Since 2018, the Turkish government has been talking about establishing a safe zone along the Turkish border, and having taken control of certain territories following two military incursions in into its neighbour Syria, Ankara now wants to connect the lands it controls in northwest Syria with those in the northeast. But Turkey also has other ambitions, Qassas said:
“What Turkey wants, apart from preserving the occupation of the regions it acquired with its agents in Syria, is to bring about a demographic and cultural change that serves the Turkish state at the expense of the culture, will, and interests of the Syrians, and these are the reasons for the Turkification policies.”
In terms of their aims, there is not much difference between the attitudes of the Turkish and Syrian governments, according to Qassas. “The two regimes are two sides of the same coin, and they agree on racial superiority and fighting the values of pluralism, coexistence, and recognition of the other,” he said.
“Both Erdoğan and the Syrian president Bashar Assad are running tyrannical regimes that seek to achieve their interests even at the expense of killing people and ruining their lives, Qassas said. Moreover, both governments are existentially hostile to the logic of the Autonomous Administration in northern Syria,” he added.

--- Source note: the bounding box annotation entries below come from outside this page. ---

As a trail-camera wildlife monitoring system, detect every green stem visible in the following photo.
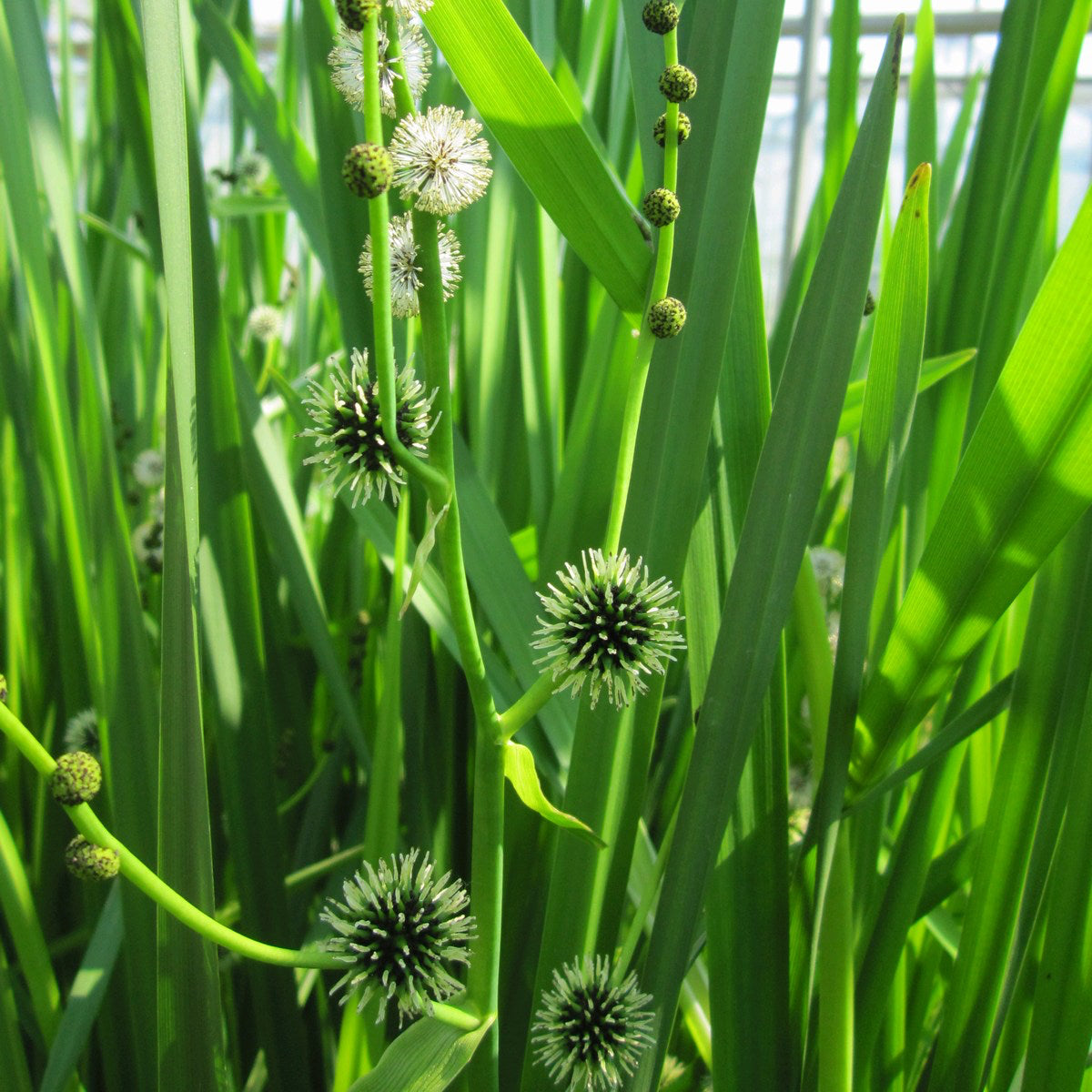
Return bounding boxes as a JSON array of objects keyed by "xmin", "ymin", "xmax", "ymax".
[
  {"xmin": 500, "ymin": 671, "xmax": 557, "ymax": 742},
  {"xmin": 413, "ymin": 143, "xmax": 504, "ymax": 1092},
  {"xmin": 0, "ymin": 704, "xmax": 336, "ymax": 970},
  {"xmin": 602, "ymin": 31, "xmax": 679, "ymax": 553}
]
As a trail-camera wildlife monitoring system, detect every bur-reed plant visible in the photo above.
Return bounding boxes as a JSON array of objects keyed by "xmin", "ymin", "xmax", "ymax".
[{"xmin": 0, "ymin": 0, "xmax": 1092, "ymax": 1092}]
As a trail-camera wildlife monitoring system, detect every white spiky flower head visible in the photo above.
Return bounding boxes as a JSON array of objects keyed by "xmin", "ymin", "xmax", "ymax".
[
  {"xmin": 247, "ymin": 304, "xmax": 284, "ymax": 344},
  {"xmin": 327, "ymin": 23, "xmax": 432, "ymax": 118},
  {"xmin": 297, "ymin": 349, "xmax": 436, "ymax": 506},
  {"xmin": 531, "ymin": 550, "xmax": 684, "ymax": 709},
  {"xmin": 531, "ymin": 956, "xmax": 652, "ymax": 1092},
  {"xmin": 360, "ymin": 214, "xmax": 463, "ymax": 318},
  {"xmin": 318, "ymin": 850, "xmax": 474, "ymax": 1026},
  {"xmin": 389, "ymin": 106, "xmax": 492, "ymax": 217}
]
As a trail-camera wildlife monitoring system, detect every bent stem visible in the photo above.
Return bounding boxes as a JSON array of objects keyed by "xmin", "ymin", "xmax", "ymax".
[{"xmin": 0, "ymin": 704, "xmax": 336, "ymax": 971}]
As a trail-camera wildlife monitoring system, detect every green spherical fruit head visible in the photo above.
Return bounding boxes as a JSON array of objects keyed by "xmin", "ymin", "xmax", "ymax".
[
  {"xmin": 660, "ymin": 65, "xmax": 698, "ymax": 103},
  {"xmin": 65, "ymin": 834, "xmax": 121, "ymax": 880},
  {"xmin": 49, "ymin": 752, "xmax": 103, "ymax": 808},
  {"xmin": 649, "ymin": 296, "xmax": 686, "ymax": 338},
  {"xmin": 652, "ymin": 110, "xmax": 690, "ymax": 147},
  {"xmin": 342, "ymin": 144, "xmax": 394, "ymax": 197},
  {"xmin": 641, "ymin": 186, "xmax": 679, "ymax": 228},
  {"xmin": 641, "ymin": 0, "xmax": 679, "ymax": 34},
  {"xmin": 335, "ymin": 0, "xmax": 382, "ymax": 31}
]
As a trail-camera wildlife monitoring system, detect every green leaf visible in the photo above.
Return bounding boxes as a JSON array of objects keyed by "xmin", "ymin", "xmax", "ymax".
[
  {"xmin": 349, "ymin": 1016, "xmax": 496, "ymax": 1092},
  {"xmin": 633, "ymin": 16, "xmax": 905, "ymax": 1092},
  {"xmin": 425, "ymin": 0, "xmax": 652, "ymax": 316},
  {"xmin": 837, "ymin": 347, "xmax": 977, "ymax": 436},
  {"xmin": 504, "ymin": 741, "xmax": 606, "ymax": 848},
  {"xmin": 399, "ymin": 503, "xmax": 451, "ymax": 618},
  {"xmin": 38, "ymin": 883, "xmax": 125, "ymax": 1092},
  {"xmin": 855, "ymin": 193, "xmax": 1092, "ymax": 783}
]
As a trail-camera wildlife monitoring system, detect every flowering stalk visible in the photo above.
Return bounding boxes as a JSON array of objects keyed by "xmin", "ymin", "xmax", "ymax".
[
  {"xmin": 0, "ymin": 704, "xmax": 340, "ymax": 970},
  {"xmin": 360, "ymin": 8, "xmax": 451, "ymax": 500},
  {"xmin": 372, "ymin": 10, "xmax": 507, "ymax": 1092},
  {"xmin": 602, "ymin": 19, "xmax": 679, "ymax": 553}
]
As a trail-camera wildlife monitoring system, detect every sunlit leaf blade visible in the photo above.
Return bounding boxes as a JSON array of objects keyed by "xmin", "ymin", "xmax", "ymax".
[
  {"xmin": 856, "ymin": 187, "xmax": 1092, "ymax": 780},
  {"xmin": 38, "ymin": 885, "xmax": 124, "ymax": 1092},
  {"xmin": 837, "ymin": 347, "xmax": 976, "ymax": 436},
  {"xmin": 633, "ymin": 17, "xmax": 905, "ymax": 1092},
  {"xmin": 425, "ymin": 0, "xmax": 652, "ymax": 315},
  {"xmin": 349, "ymin": 1016, "xmax": 495, "ymax": 1092},
  {"xmin": 504, "ymin": 741, "xmax": 605, "ymax": 847}
]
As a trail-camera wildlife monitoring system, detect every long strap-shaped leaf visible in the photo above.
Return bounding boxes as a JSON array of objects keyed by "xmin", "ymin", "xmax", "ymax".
[
  {"xmin": 425, "ymin": 0, "xmax": 652, "ymax": 315},
  {"xmin": 632, "ymin": 17, "xmax": 905, "ymax": 1092},
  {"xmin": 854, "ymin": 186, "xmax": 1092, "ymax": 781}
]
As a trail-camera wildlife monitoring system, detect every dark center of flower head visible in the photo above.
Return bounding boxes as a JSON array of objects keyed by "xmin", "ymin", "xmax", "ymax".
[
  {"xmin": 350, "ymin": 889, "xmax": 450, "ymax": 988},
  {"xmin": 561, "ymin": 979, "xmax": 626, "ymax": 1064},
  {"xmin": 564, "ymin": 582, "xmax": 652, "ymax": 671},
  {"xmin": 329, "ymin": 380, "xmax": 420, "ymax": 473}
]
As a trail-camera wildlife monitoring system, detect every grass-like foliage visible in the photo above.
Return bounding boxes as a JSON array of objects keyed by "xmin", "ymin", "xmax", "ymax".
[{"xmin": 0, "ymin": 0, "xmax": 1092, "ymax": 1092}]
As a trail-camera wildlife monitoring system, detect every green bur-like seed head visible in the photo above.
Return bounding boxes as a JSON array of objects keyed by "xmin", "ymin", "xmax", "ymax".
[
  {"xmin": 660, "ymin": 65, "xmax": 698, "ymax": 103},
  {"xmin": 531, "ymin": 550, "xmax": 683, "ymax": 709},
  {"xmin": 342, "ymin": 144, "xmax": 394, "ymax": 197},
  {"xmin": 641, "ymin": 186, "xmax": 679, "ymax": 228},
  {"xmin": 649, "ymin": 296, "xmax": 686, "ymax": 338},
  {"xmin": 335, "ymin": 0, "xmax": 383, "ymax": 31},
  {"xmin": 531, "ymin": 956, "xmax": 652, "ymax": 1092},
  {"xmin": 297, "ymin": 349, "xmax": 436, "ymax": 506},
  {"xmin": 65, "ymin": 834, "xmax": 121, "ymax": 880},
  {"xmin": 318, "ymin": 850, "xmax": 474, "ymax": 1025},
  {"xmin": 49, "ymin": 752, "xmax": 103, "ymax": 808},
  {"xmin": 652, "ymin": 110, "xmax": 690, "ymax": 147},
  {"xmin": 641, "ymin": 0, "xmax": 679, "ymax": 34}
]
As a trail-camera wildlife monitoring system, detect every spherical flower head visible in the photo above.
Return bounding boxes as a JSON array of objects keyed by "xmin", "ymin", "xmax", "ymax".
[
  {"xmin": 641, "ymin": 186, "xmax": 679, "ymax": 228},
  {"xmin": 342, "ymin": 143, "xmax": 394, "ymax": 197},
  {"xmin": 328, "ymin": 23, "xmax": 432, "ymax": 118},
  {"xmin": 391, "ymin": 106, "xmax": 492, "ymax": 217},
  {"xmin": 641, "ymin": 0, "xmax": 679, "ymax": 34},
  {"xmin": 247, "ymin": 304, "xmax": 284, "ymax": 345},
  {"xmin": 652, "ymin": 110, "xmax": 690, "ymax": 147},
  {"xmin": 360, "ymin": 215, "xmax": 463, "ymax": 318},
  {"xmin": 65, "ymin": 834, "xmax": 121, "ymax": 880},
  {"xmin": 65, "ymin": 709, "xmax": 99, "ymax": 758},
  {"xmin": 298, "ymin": 349, "xmax": 436, "ymax": 506},
  {"xmin": 334, "ymin": 0, "xmax": 383, "ymax": 31},
  {"xmin": 649, "ymin": 296, "xmax": 686, "ymax": 338},
  {"xmin": 49, "ymin": 752, "xmax": 103, "ymax": 808},
  {"xmin": 531, "ymin": 550, "xmax": 683, "ymax": 709},
  {"xmin": 660, "ymin": 65, "xmax": 698, "ymax": 103},
  {"xmin": 531, "ymin": 956, "xmax": 652, "ymax": 1092},
  {"xmin": 318, "ymin": 850, "xmax": 474, "ymax": 1026}
]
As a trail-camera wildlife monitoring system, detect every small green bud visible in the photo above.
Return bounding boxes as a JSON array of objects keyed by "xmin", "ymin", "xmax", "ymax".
[
  {"xmin": 660, "ymin": 65, "xmax": 698, "ymax": 103},
  {"xmin": 342, "ymin": 144, "xmax": 394, "ymax": 197},
  {"xmin": 641, "ymin": 186, "xmax": 679, "ymax": 228},
  {"xmin": 641, "ymin": 0, "xmax": 679, "ymax": 34},
  {"xmin": 649, "ymin": 296, "xmax": 686, "ymax": 338},
  {"xmin": 334, "ymin": 0, "xmax": 383, "ymax": 31},
  {"xmin": 49, "ymin": 752, "xmax": 103, "ymax": 808},
  {"xmin": 652, "ymin": 110, "xmax": 690, "ymax": 147},
  {"xmin": 65, "ymin": 834, "xmax": 121, "ymax": 880}
]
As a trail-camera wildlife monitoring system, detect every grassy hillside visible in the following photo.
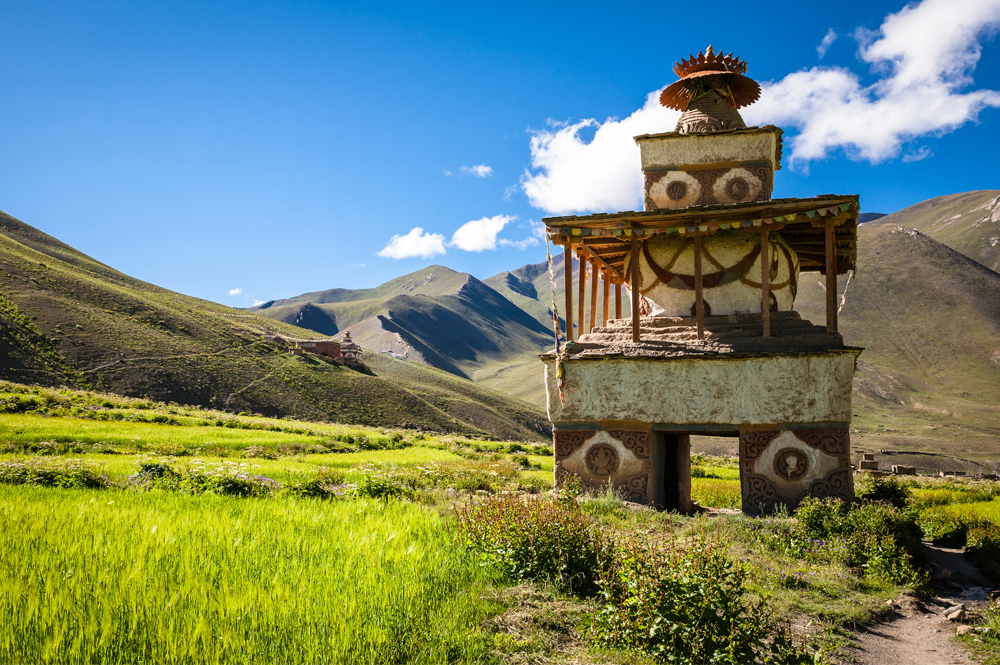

In response to the Turkish government’s repeated announcements that a ground operation against Kurdish forces in northern Syria is imminent, a 29 November UN Security Council Briefing warned against the consequences of such an aggression.
Mazloum Abdi, Commander-in-Chief of the Kurdish-led Syrian Democratic Forces (SDF), on Sunday welcomed the UN position and expressed his hope that this position will also be reflected on the ground.
The heads of the United States House Foreign Affairs Committee on Saturday also expressed concerns about recent Turkish attacks against northern Syria, underlining the possible counter-effect of the Turkish aggression on the struggle against the Islamic State.